When I was growing up refrigerators and cars used Refrigerant 12, also known as Freon or CFC-12. It was non-flammable, efficient, nominally non-poisonous and safe, and easily made. It was even a critical ingredient in asthma inhalers. It had one problem, however. It was a Super Pollutant that punched tiny holes into the ozone layer. (It was only later, after the ozone problem was solved by banning CFCs, did global warming numbers begin to pop up next to replacement refrigerants like HFC-134a as well as historical references to R-12. Nobody cared about GWP before, and I should point out that GWP is about global warming potential, which in reality is likely far less.) Next, the new Super Pollutant was HCFC-22, which did far less ozone damage but still had to be banned... in favor of HFC-410a with a larger GWP! Now the new Super Pollutants are HFC-134a and HFC-410a, etc
My point is simple: every time a problem is addressed, someone will lose their sh*t with the replacement chemical eventually, forcing everyone to make yet another costly change. I am not against progress, but this doesn't have to be done with a heavy-handed phase out. It could be done simply by making new devices with new refrigerants, while not restricting production of current gasses.

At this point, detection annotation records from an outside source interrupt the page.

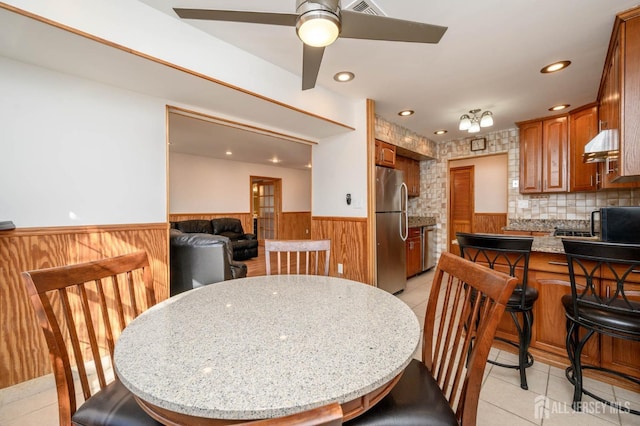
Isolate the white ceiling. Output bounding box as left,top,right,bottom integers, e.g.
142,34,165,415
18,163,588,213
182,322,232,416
169,110,312,170
142,0,638,141
0,0,638,167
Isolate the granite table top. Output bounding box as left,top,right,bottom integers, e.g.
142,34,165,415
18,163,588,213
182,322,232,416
114,275,420,419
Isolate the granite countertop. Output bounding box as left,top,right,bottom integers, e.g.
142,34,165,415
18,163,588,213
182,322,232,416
114,275,420,419
503,219,591,233
409,216,436,228
452,234,598,254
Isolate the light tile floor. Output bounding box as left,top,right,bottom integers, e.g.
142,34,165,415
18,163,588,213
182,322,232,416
0,272,640,426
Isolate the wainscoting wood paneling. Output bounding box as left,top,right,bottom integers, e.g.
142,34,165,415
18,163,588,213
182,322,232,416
278,212,311,240
169,213,253,233
0,223,169,388
311,217,373,284
473,213,507,234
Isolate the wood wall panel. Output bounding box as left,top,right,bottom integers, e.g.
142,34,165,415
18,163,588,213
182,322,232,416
169,213,253,233
0,223,169,388
473,213,507,234
311,217,373,284
278,212,311,240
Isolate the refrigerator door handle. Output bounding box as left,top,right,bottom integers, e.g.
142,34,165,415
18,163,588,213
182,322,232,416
399,182,409,241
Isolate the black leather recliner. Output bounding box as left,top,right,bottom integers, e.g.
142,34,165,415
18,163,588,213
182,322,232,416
211,217,258,260
169,230,247,296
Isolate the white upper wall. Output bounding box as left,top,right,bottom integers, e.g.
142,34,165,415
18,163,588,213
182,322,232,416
311,100,367,217
0,0,367,227
0,57,166,227
449,153,509,213
6,0,356,125
169,153,311,213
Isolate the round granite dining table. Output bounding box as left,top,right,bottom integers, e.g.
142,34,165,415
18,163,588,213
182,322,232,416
114,275,420,424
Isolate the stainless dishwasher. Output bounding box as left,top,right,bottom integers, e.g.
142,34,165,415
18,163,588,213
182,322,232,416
421,226,436,271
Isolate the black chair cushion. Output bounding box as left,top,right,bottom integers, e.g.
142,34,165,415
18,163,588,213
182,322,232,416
174,219,213,234
71,380,162,426
562,294,640,338
507,286,538,311
345,359,458,426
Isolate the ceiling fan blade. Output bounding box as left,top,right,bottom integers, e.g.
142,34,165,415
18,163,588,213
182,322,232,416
173,8,298,27
302,44,324,90
308,0,340,10
340,10,447,43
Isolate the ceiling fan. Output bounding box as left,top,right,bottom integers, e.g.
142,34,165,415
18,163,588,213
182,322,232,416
173,0,447,90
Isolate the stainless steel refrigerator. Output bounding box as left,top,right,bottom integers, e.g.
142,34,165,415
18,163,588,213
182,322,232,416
376,166,409,294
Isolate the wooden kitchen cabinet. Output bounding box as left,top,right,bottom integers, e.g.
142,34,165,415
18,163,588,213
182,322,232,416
517,115,569,194
496,252,640,384
405,228,422,278
569,104,599,192
529,253,600,365
598,8,640,183
375,139,396,168
600,271,640,377
396,155,420,197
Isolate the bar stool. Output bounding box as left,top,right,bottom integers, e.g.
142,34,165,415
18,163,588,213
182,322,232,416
562,239,640,415
456,232,538,389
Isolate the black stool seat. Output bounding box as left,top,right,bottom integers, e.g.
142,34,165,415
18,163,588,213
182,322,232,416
507,287,538,311
71,380,162,426
562,294,640,339
561,239,640,415
345,359,458,426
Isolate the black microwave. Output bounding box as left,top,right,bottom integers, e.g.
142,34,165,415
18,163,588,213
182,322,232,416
591,207,640,244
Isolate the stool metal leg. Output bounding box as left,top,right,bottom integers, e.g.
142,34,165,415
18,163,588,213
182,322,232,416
487,310,533,390
566,322,594,411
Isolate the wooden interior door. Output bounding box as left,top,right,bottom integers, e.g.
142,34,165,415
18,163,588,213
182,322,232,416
447,166,475,251
251,177,282,241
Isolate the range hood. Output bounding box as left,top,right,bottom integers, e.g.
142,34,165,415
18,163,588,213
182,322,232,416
582,129,618,163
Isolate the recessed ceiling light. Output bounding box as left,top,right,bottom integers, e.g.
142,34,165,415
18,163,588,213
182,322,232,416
540,61,571,74
333,71,356,83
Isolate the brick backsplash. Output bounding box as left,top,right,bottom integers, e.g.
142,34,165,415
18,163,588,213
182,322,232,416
376,117,640,252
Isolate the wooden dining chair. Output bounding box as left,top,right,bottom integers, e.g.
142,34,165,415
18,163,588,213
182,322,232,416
22,252,160,426
235,402,342,426
456,232,538,390
264,240,331,276
345,253,518,426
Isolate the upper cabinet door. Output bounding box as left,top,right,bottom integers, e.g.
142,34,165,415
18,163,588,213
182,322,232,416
542,117,569,192
569,105,598,192
520,121,542,193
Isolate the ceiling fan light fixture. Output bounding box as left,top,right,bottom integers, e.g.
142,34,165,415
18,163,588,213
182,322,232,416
540,61,571,74
296,10,341,47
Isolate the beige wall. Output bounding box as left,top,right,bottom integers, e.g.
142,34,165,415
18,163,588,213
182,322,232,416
449,154,508,213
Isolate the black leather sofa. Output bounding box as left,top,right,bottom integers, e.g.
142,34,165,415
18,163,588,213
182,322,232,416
171,217,258,260
169,229,247,296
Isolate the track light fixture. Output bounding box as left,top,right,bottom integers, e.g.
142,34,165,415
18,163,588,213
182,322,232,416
458,109,493,133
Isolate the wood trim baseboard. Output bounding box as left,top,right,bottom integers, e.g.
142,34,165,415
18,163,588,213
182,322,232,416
0,222,169,238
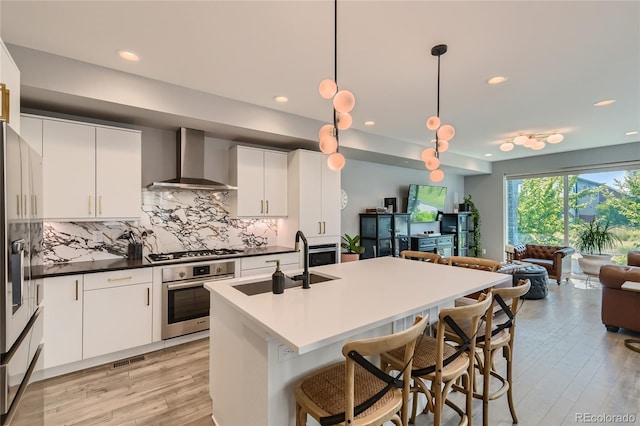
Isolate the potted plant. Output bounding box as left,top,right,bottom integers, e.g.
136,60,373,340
576,219,621,276
340,234,364,262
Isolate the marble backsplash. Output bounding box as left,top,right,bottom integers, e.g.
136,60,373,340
43,190,278,264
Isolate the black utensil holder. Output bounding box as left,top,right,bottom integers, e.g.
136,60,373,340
127,243,142,260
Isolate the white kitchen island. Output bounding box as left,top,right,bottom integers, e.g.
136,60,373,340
205,257,512,426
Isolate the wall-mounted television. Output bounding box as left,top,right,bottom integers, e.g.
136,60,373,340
407,183,447,222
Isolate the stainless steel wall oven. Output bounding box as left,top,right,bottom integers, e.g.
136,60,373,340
309,243,338,267
161,260,236,339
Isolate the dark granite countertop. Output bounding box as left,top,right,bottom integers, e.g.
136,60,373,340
32,246,295,279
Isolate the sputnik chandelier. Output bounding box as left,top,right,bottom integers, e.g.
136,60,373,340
500,132,564,152
421,44,456,182
318,0,356,171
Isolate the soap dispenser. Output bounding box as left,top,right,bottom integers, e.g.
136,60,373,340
267,259,284,294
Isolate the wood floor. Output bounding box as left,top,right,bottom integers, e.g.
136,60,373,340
24,279,640,426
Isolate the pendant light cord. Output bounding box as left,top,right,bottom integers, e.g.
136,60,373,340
436,55,441,159
333,0,340,152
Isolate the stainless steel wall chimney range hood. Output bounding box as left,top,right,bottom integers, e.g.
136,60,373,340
148,127,238,191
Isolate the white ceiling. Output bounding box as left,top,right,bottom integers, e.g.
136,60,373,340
0,0,640,168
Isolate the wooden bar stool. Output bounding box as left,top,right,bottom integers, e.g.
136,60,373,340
295,317,428,426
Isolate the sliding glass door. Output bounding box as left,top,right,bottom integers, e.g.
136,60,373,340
507,166,640,263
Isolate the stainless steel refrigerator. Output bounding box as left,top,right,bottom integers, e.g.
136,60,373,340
0,123,44,426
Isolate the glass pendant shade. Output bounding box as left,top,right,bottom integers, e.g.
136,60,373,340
318,78,338,99
429,169,444,182
436,124,456,141
420,148,436,163
318,124,333,141
500,142,514,152
338,112,353,130
531,141,545,151
424,157,440,170
427,115,440,130
513,135,529,145
333,90,356,112
327,152,345,172
547,133,564,143
320,135,338,154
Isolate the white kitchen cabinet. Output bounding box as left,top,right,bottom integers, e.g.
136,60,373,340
83,269,153,359
43,275,83,368
42,119,142,220
240,252,300,277
0,40,20,134
229,146,287,217
96,127,142,218
289,150,340,238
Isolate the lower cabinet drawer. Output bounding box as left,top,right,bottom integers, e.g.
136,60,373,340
84,268,153,290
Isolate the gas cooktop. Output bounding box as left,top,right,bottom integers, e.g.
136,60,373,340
147,249,244,263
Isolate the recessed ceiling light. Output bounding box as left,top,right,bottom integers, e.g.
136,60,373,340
487,75,508,84
593,99,616,106
116,49,140,62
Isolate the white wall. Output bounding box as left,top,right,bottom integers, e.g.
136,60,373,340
342,158,464,240
464,143,640,260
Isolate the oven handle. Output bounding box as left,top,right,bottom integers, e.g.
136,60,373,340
164,275,235,290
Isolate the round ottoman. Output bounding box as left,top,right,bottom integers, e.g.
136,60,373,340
513,265,549,299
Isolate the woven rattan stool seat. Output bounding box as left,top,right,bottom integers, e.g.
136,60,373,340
301,362,401,418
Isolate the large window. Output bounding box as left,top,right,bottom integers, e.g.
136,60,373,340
507,166,640,263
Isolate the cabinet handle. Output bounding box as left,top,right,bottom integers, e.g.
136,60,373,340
0,83,11,123
107,275,132,282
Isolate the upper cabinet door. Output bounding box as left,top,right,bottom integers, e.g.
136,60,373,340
264,151,287,216
231,146,265,216
322,155,341,236
298,150,322,237
42,120,96,219
96,127,142,218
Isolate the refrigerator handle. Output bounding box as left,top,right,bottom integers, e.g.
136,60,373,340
10,239,24,307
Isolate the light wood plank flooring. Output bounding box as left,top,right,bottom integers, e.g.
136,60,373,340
25,279,640,426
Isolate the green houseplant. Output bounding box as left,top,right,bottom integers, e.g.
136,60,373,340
340,233,364,262
575,219,621,276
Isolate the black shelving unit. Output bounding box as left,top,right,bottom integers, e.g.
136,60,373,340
360,213,409,259
440,213,473,256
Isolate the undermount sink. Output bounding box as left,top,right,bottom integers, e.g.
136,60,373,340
233,273,336,296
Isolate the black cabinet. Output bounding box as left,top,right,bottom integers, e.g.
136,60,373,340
440,213,473,256
411,235,454,257
360,213,409,259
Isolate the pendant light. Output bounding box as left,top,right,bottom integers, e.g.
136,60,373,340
318,0,356,171
421,44,456,182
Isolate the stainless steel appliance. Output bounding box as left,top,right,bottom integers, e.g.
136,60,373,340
147,249,243,263
309,244,338,267
0,123,44,426
161,260,236,339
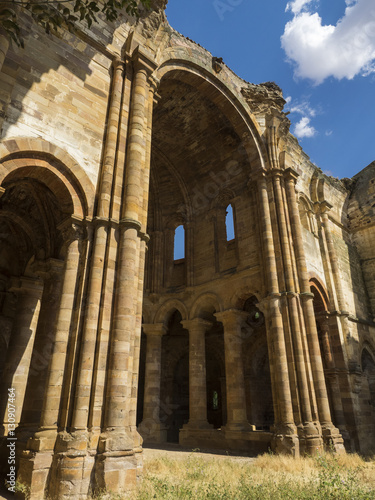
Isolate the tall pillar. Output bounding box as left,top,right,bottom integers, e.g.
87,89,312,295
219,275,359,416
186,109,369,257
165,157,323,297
138,323,166,443
215,309,251,431
72,60,124,432
19,223,83,500
257,171,299,455
182,318,212,429
96,47,156,493
1,277,43,435
272,169,322,453
285,168,343,451
0,30,9,71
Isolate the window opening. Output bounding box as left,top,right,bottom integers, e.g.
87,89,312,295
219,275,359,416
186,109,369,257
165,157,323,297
212,391,219,410
225,205,235,241
173,225,185,260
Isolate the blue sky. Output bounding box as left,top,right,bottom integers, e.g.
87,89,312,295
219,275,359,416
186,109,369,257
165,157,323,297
166,0,375,178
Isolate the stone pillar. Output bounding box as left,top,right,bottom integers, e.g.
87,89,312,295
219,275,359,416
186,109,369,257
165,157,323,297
257,171,299,456
215,309,252,431
96,47,156,493
19,224,82,500
72,60,124,431
1,277,43,435
285,168,344,451
273,170,322,453
138,323,167,443
182,318,212,429
17,259,64,444
0,27,9,71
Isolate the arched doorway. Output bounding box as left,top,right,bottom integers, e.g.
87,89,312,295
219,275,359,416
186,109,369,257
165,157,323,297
160,310,189,443
0,156,87,464
242,296,274,431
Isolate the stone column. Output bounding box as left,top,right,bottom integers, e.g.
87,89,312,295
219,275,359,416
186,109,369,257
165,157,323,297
0,27,9,71
19,227,85,500
215,309,252,431
138,323,166,443
26,224,83,444
2,277,43,435
257,171,299,455
72,60,124,431
182,318,212,429
96,48,156,493
273,170,322,453
285,168,343,451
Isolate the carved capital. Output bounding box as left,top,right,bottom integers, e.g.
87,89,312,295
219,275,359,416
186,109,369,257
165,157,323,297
142,323,167,337
57,219,87,243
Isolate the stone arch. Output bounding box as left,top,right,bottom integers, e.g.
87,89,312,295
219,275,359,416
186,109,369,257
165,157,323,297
154,299,189,325
298,193,315,233
0,138,95,218
227,285,261,311
360,342,375,410
190,293,223,319
310,277,329,313
155,61,267,169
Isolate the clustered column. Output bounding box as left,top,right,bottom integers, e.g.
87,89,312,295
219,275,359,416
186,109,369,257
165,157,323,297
257,171,299,455
2,277,43,434
138,323,166,443
32,224,84,450
285,168,343,451
182,318,212,430
215,309,251,431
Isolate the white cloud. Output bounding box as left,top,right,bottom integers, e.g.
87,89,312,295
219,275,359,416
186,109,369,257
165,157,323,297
285,0,313,14
281,0,375,84
287,101,316,118
294,116,316,139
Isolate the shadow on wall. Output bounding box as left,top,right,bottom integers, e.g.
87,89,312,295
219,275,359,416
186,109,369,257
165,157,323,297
0,9,142,161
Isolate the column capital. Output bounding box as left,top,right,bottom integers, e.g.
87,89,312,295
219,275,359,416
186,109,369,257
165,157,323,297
214,309,249,326
181,318,213,333
247,168,269,187
142,323,167,337
315,200,333,214
131,45,157,76
57,217,87,243
112,57,125,71
8,276,44,295
284,167,299,184
25,258,64,279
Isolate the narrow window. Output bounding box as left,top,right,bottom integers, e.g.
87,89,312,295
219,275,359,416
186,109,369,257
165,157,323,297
225,205,235,241
173,226,185,260
212,391,219,410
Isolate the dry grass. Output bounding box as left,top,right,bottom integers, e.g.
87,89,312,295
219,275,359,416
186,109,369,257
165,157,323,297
124,453,375,500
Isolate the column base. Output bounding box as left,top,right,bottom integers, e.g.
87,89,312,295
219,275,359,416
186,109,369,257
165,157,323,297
138,418,167,443
222,422,256,433
271,424,300,458
17,429,57,500
17,450,53,500
322,423,346,455
298,422,323,456
95,429,142,494
182,420,214,431
48,430,95,500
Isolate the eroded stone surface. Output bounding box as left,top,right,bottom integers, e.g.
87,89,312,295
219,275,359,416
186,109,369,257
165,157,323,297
0,2,375,499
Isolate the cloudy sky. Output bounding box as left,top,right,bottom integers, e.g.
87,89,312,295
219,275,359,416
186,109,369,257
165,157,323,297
167,0,375,178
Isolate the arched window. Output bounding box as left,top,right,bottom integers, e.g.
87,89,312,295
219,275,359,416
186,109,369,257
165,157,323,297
173,225,185,260
225,205,235,241
212,391,219,410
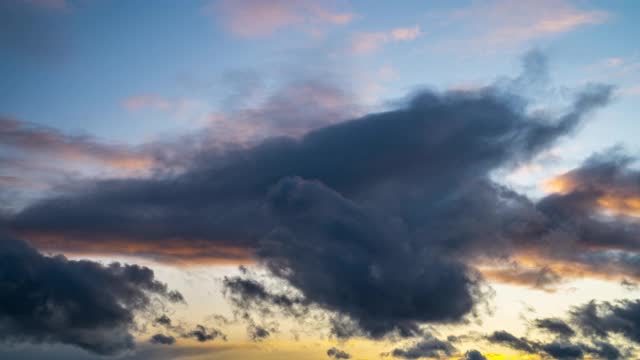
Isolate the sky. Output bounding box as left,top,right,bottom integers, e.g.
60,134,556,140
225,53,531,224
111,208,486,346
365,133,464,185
0,0,640,360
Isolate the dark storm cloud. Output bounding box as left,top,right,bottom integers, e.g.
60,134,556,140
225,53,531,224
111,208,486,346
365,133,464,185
249,325,271,342
487,330,538,354
391,335,456,359
149,334,176,345
7,52,611,338
486,330,622,360
541,342,584,360
154,314,171,326
0,236,182,355
327,347,351,359
571,300,640,343
182,325,227,342
257,178,480,338
534,318,575,337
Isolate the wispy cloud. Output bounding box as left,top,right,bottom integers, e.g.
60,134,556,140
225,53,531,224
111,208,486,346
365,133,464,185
0,118,150,169
207,0,354,37
351,25,422,54
436,0,611,49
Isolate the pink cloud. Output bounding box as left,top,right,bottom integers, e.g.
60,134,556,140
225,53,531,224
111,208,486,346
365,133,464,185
351,25,422,54
449,0,610,47
207,0,354,37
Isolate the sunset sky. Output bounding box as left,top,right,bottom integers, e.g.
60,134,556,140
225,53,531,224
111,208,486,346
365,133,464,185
0,0,640,360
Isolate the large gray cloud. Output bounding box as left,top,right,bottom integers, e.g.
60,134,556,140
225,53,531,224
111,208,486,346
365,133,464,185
6,52,611,337
0,236,183,355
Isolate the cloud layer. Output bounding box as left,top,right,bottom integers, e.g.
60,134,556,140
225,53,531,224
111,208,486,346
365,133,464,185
0,236,183,355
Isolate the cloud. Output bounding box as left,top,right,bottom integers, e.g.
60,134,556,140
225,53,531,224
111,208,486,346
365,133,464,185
480,261,563,292
249,325,271,342
486,330,621,360
351,25,422,54
487,330,538,354
0,237,183,355
571,300,640,343
0,117,151,169
183,325,227,342
5,51,611,338
149,334,176,345
444,0,611,50
208,0,354,38
391,335,456,359
461,350,487,360
327,347,351,359
534,318,576,337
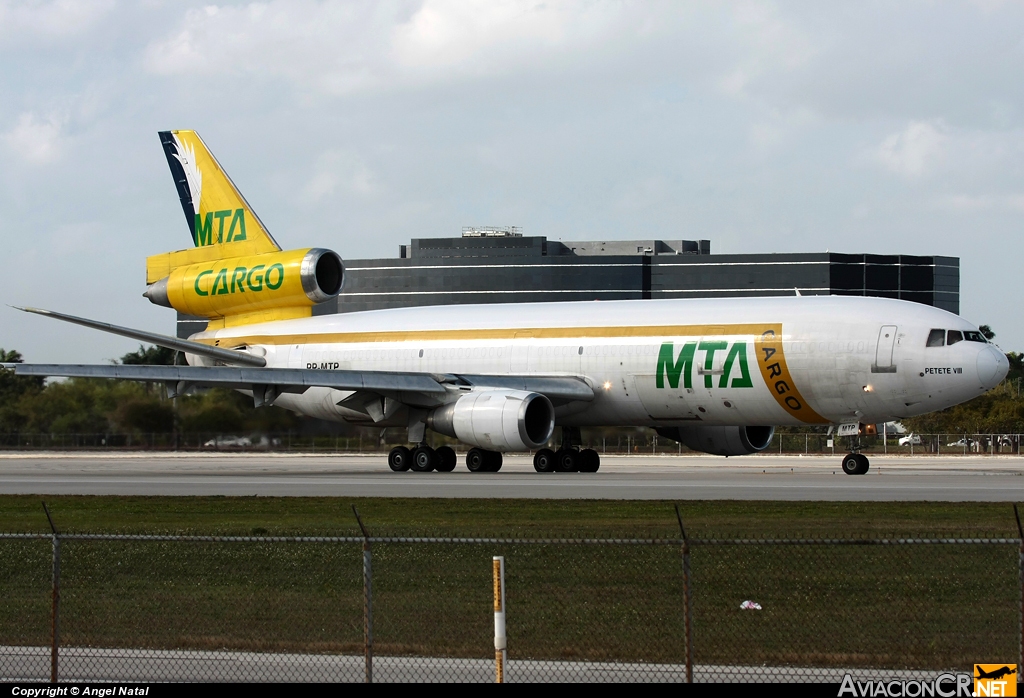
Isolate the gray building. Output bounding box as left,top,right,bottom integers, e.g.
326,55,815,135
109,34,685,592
178,228,959,337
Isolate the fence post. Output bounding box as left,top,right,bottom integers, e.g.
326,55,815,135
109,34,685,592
676,505,693,684
493,555,508,684
1014,505,1024,677
43,501,60,684
352,505,374,684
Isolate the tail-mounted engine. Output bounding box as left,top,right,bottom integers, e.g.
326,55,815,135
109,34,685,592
654,427,775,455
427,390,555,451
144,248,345,321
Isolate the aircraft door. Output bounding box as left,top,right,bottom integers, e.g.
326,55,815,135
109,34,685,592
288,337,306,368
871,324,896,374
509,332,534,376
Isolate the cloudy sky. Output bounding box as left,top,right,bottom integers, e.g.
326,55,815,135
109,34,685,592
0,0,1024,361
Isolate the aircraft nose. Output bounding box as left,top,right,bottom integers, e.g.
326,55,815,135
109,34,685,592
978,347,1010,390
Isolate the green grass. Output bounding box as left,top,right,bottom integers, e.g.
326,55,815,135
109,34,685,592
0,496,1020,668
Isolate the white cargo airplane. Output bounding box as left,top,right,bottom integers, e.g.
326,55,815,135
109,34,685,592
11,131,1009,475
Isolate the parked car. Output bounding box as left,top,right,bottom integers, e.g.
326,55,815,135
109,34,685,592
203,436,253,448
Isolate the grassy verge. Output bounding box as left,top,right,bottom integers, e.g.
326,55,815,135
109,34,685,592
0,496,1019,668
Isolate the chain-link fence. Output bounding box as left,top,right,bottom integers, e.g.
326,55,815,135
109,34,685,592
0,511,1024,682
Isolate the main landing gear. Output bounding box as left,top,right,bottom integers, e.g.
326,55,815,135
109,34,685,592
387,445,502,473
843,453,870,475
534,448,601,473
387,445,457,473
534,427,601,473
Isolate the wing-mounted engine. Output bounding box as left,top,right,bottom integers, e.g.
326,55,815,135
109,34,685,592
144,248,345,324
427,389,555,451
654,427,775,455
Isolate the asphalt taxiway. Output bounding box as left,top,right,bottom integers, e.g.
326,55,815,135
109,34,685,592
0,452,1024,501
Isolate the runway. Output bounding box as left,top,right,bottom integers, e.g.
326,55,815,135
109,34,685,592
0,453,1024,501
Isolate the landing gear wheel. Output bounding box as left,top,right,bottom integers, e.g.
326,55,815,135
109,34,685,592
434,446,459,473
857,453,871,475
387,446,413,473
534,448,555,473
484,450,502,473
555,448,580,473
580,448,601,473
843,453,870,475
411,446,438,473
466,448,487,473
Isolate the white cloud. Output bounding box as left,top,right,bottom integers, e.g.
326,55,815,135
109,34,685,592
392,0,626,74
934,193,1024,214
874,121,948,179
144,0,626,94
0,0,116,44
299,150,377,204
0,112,63,165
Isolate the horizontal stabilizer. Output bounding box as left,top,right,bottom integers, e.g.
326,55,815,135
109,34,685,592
11,306,266,366
12,363,444,394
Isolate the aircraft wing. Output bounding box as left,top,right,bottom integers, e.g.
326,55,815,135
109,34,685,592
8,363,594,404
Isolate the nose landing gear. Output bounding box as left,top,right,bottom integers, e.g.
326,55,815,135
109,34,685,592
843,453,870,475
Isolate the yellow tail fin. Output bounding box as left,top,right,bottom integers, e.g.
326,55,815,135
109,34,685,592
146,131,281,283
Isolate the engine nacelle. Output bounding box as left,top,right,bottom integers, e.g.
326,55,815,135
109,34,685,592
144,248,345,318
654,427,775,455
427,390,555,451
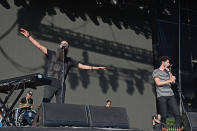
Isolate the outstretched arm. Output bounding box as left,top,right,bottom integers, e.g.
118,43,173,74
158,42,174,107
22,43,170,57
78,63,106,70
20,28,47,54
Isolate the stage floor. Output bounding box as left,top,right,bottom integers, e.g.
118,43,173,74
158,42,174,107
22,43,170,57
0,126,143,131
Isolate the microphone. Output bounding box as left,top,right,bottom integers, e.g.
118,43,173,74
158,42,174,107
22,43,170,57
192,59,197,63
60,44,68,49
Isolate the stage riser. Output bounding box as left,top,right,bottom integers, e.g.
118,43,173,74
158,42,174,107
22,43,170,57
35,103,130,129
0,127,143,131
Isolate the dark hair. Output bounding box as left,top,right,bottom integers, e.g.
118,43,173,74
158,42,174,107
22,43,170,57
106,100,111,103
159,56,170,65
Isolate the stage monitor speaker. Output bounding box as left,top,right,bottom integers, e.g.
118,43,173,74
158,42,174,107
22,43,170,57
36,103,89,127
183,112,197,131
88,106,129,129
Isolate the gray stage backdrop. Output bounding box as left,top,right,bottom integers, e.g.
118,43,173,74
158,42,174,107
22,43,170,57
0,1,156,131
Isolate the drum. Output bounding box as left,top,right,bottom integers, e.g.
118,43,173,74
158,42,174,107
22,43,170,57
18,110,36,126
13,108,22,126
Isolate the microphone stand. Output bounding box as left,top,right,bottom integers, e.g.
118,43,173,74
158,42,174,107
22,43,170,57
61,47,65,104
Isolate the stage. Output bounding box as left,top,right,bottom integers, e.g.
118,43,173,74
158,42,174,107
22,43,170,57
0,126,142,131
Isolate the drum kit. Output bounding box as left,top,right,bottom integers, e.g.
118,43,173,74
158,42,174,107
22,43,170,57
11,104,36,126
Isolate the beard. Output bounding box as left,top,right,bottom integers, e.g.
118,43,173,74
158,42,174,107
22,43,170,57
56,47,68,61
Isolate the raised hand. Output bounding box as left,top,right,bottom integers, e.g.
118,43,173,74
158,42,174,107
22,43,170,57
20,28,30,37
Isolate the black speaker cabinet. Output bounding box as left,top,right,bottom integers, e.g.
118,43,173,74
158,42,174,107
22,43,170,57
36,103,89,127
183,112,197,131
88,106,129,129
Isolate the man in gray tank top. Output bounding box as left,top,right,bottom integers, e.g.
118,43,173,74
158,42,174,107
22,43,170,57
152,56,181,126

Mark my words: when HFCs are no longer available as refrigerants, someone will come for HFO refrigerants, like R-1234yf, even though the GWP is less than that of carbon dioxide, because they will find something wrong with it. There is also money to be made in forcing an industry to adopt new tools, equipment, chemicals, and processes. And for those who say this is based on good earth science, I will remind you of the countless predictions about sea level and global temperature that have never come to fruition.